Number of risk are looming on the horizon for local cement manufacturers that include: 1) Competition Commission of Pakistan (CCP) initiating inquiry over cement price hike, and 2) sharp spike in coal prices (up 50% since October 2020), with implications for pricing moving forward. CCP has recently issued an enquiry report regarding alleged cartelization by cement manufacturers and increasing prices by Rs50/bag. The enquiry committee has recommended initiating proceedings against the APCMA and its member. With the sector on strict watch of CCP, analysts believe the spot light may force players to self regulate, possibly staggered price hikes at best, with complete absorption of cost by the sector at worst (unlikely) and in case of the latter, margin suppression in 3QFY21 cannot be ruled out.
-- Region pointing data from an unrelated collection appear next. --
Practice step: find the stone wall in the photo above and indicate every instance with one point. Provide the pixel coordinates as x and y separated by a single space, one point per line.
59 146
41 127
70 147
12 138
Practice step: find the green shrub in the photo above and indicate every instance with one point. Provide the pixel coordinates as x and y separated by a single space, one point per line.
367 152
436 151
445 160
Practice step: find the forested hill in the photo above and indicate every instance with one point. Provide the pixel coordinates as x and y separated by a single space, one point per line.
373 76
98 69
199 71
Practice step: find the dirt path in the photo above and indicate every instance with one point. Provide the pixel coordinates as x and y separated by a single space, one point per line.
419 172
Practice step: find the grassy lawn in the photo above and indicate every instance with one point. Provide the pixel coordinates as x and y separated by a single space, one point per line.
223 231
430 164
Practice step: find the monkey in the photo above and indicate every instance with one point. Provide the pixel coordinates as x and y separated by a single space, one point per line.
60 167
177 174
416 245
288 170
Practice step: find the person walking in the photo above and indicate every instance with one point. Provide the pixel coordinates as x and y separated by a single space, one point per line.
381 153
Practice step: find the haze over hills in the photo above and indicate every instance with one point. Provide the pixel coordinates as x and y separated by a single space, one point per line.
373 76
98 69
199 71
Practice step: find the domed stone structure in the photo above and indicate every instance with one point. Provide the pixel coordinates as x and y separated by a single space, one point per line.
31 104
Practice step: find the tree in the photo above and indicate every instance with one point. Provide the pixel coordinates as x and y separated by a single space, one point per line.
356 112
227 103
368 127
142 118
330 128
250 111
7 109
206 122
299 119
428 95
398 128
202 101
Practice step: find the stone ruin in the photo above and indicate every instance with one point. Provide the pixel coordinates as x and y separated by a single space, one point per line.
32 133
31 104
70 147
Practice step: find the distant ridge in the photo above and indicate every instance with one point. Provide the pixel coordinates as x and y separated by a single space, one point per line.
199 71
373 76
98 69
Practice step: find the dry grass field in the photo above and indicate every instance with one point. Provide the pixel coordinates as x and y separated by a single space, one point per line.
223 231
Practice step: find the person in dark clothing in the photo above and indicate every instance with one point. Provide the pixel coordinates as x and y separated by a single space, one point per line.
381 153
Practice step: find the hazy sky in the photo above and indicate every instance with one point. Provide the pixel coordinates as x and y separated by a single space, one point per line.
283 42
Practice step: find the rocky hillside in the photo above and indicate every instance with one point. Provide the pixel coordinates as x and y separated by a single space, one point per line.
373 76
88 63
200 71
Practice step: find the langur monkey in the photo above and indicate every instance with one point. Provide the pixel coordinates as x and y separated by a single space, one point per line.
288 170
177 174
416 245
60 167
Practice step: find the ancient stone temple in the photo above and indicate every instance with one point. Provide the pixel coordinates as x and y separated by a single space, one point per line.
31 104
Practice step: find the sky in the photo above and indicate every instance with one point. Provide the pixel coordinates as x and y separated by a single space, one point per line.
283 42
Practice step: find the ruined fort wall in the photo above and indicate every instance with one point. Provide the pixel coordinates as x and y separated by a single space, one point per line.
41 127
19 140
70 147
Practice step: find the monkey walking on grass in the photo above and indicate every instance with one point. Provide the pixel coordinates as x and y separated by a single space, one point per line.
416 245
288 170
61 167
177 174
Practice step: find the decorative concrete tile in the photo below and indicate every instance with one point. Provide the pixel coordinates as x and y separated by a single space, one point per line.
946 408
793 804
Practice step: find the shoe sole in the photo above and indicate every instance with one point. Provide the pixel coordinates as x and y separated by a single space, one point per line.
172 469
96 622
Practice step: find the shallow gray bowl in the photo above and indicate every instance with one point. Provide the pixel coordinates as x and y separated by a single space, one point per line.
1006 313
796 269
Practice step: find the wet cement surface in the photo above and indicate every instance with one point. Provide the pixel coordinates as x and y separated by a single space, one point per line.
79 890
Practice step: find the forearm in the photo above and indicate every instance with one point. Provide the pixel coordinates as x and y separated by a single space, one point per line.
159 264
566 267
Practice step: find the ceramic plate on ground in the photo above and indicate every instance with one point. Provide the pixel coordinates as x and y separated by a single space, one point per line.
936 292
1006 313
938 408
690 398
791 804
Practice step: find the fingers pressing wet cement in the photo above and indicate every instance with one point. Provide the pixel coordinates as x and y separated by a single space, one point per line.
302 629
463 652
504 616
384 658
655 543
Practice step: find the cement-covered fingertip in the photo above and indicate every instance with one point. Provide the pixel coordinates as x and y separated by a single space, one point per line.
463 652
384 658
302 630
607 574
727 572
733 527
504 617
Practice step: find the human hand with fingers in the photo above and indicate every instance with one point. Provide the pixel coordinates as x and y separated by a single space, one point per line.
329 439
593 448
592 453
Analysts continue to prefer LUCK and MLCF with LUCK’s low cost based shielding against potential headwinds and suggest diversifying portfolio further to reduce the risk. MLCF enjoys the option having the option to switch its fuel to petcoke, in case coal prices continue upward move.
Consistent government efforts to boost the construction activity and supportive macro policies have markedly increased the demand for construction and allied industries. Long steel being the key moving part of the chain turns out to be a major beneficiary. Long steel manufacturers are posting record monthly volumes. Take ASTL first, the company sold record-high monthly sales of 36,500 tons in a seasonally slow month of November 2020. The situation is more or less similar for other manufacturers. Besides increased utilization levels, upbeat demand has considerably enhanced pricing power of the industry, with leading manufacturers swiftly raising their rebar prices in response to rising scrap steel prices. ASTL has increased its rebar prices by Rs5,000 per ton in response to increase in scrap prices in the last 15 days. In this backdrop, analysts raise near term earnings estimates for ASTL, incorporating a swifter than expected recovery in demand and consequent better pricing dynamics leading to swifter margin recovery as well.